Ce sont tout autant d’outils physiques positifs dont Yaxel Lendeborg dispose pour être un super défenseur. Que ce soit en NJCAA, à UAB ou à Michigan, l’ailier a toujours été un défenseur qui produit énormément. Sur les trois années en D1, il tourne à 2.2% de STL% et 5.6% de BLK% (avec un pic à 7.2% lors de sa première année à UAB). C’est un super playmaker défensif. A l’aide de ses mains, de ses lectures, de sa longue envergure, de son énergie et de sa polyvalence, il peut attraper un nombre de ballons assez énorme. Il peut aussi occuper énormément de rôles en défense et on a vu que Michigan s’est régalé avec ça cette saison : on a vu Lendeborg être capable de défendre en 1v1 sur 90% des joueurs de NCAA mais aussi de rester sur les lignes de passe ou de servir sur de la protection de panier. Clairement, en défense, Yaxel est un couteau-suisse capable d’occuper énormément de rôles. C’est aussi un rebondeur important. Même si la taille de Mara et la puissance de Morez Johnson ont éclipsé cette qualité de Yaxel, il a montré être un rebondeur de grande qualité. Pendant 4 saisons consécutives entre Arizona Western et UAB, il a été un rebondeur d’élite. Il est très bon en box-out, sa puissance en NCAA lui permet de prendre aisément les positions et il finit le reste avec son combo d’envergure et d’énergie. Il a un sens des timings et une mobilité qui sont bons. Au global, je dirai que c’est un forward d’une polyvalence défensive assez rare.

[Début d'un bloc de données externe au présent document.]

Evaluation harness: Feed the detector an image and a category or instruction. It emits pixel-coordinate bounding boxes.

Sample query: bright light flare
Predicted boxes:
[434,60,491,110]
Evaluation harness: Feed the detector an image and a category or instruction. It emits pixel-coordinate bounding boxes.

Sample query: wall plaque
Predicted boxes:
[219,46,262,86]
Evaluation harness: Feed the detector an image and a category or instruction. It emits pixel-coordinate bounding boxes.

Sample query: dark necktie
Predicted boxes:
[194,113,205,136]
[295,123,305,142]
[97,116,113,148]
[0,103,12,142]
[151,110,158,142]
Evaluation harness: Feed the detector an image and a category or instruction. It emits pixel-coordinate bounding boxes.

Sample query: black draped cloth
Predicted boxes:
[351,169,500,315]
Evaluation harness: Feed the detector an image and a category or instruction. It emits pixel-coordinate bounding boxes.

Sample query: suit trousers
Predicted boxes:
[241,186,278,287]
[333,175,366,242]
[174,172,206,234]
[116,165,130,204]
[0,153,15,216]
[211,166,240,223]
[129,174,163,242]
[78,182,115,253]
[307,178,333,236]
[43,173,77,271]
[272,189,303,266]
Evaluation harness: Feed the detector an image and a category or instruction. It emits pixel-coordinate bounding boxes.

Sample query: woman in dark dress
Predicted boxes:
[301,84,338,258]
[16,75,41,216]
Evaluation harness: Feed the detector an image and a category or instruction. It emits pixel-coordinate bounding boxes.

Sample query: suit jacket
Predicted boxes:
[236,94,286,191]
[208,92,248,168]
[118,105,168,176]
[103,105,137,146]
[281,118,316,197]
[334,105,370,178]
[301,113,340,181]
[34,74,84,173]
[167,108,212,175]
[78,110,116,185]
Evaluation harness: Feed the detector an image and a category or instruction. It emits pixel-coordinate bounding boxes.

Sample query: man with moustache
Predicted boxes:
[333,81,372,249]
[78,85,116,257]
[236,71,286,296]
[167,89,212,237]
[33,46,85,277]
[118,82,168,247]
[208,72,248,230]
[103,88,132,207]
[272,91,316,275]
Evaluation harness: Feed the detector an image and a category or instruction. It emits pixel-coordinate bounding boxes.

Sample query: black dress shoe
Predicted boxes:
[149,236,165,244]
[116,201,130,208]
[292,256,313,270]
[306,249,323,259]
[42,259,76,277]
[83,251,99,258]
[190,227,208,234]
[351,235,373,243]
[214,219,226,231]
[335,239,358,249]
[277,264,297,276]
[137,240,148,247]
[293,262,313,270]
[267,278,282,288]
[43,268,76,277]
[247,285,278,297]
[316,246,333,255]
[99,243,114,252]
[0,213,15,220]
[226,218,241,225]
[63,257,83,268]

Cependant, Yaxel Lendeborg n’est pas un attaquant incapable. Commençons par une autre capacité de Yaxel : le tir à 3 points. Sur ses 6 années universitaires (3 à Arizona Western, 2 à UAB et 1 à Michigan), il envoie 36.4% de réussite. C’est un tir qui a explosé sur le tard. A Arizona Western, il ne tente que 1 tir de loin sur sa première année et 31 sur les 3 années (78 matchs). A UAB, il démarre par une année à seulement 1.0 tentatives par match et seulement un tiers de réussite. L’année suivante, il passe à 1.9 tentatives et monte à 35.7%. A Michigan, cette saison, il a encore passé un cap en tentant 4.5 tirs à 3 points et avec un taux de réussite à 37.2%. Cette évolution montre un travail réel et qui fonctionne sur le tir du joueur. Son pourcentage aux lancers francs confirme ce travail. A Arizona Western, il a des chiffres de réussite faiblard avec seulement 66.7% sur la ligne. En revanche, il a travaillé suffisamment pour être exceptionnel sur ses trois saisons en DI. Il tourne à 79.2% sur la ligne en 3 années entre UAB et Michigan, ce qui est très bon. Clairement, il est un bon tireur à 3 points.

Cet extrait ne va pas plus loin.